Quand peut-on imaginer cet assaut et avec quelles répercussions ?
Pour l’heure, Israël est toujours engagé dans sa guerre contre le Hamas, qui a fait plus de 39 000 morts à Gaza. L’hypothèse d’un double front serait délicate pour Tel-Aviv, alors que le Hezbollah dispose d’un véritable arsenal largement alimenté par l’Iran. Mais Israël est pressé. « Il ne faut pas trop tarder. L’émotion du 7 octobre commence à s’estomper, le soutien international s’effrite et la guerre a évidemment un coût pour le pays », explique Fabrice Balanche.
Et le contexte international ne joue pas en faveur de Benjamin Netanyahu. Alors que le Premier ministre israélien était aux Etats-Unis la semaine dernière, le président américain Joe Biden l’a poussé à conclure « rapidement » un cessez-le-feu. Plus incisive, Kamala Harris a promis de ne pas « garder le silence » sur Gaza après sa rencontre avec Benjamin Netanyahu.

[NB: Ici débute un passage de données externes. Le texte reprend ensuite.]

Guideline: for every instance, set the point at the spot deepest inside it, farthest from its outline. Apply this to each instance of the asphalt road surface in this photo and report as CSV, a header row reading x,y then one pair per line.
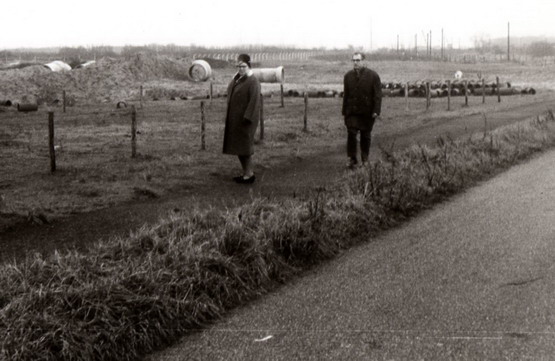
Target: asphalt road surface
x,y
472,279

« Les Israéliens n’auront pas le même soutien de Kamala Harris (alors que la vice-présidente est la favorite des démocrates). Il faudrait qu’Israël frappe entre demain et les prochaines semaines » mais la pression internationale est forte, « les Etats-Unis ne veulent pas d’un embrasement régional dans lequel ils seraient impliqués alors qu’ils sont en pleine campagne », souligne Fabrice Balanche. Reste que, mauvais timing ou pas, « pour Israël, c’est une question de sécurité et elle ne peut se faire qu’en frappant régulièrement le Hezbollah afin de réduire sa capacité de nuisance ».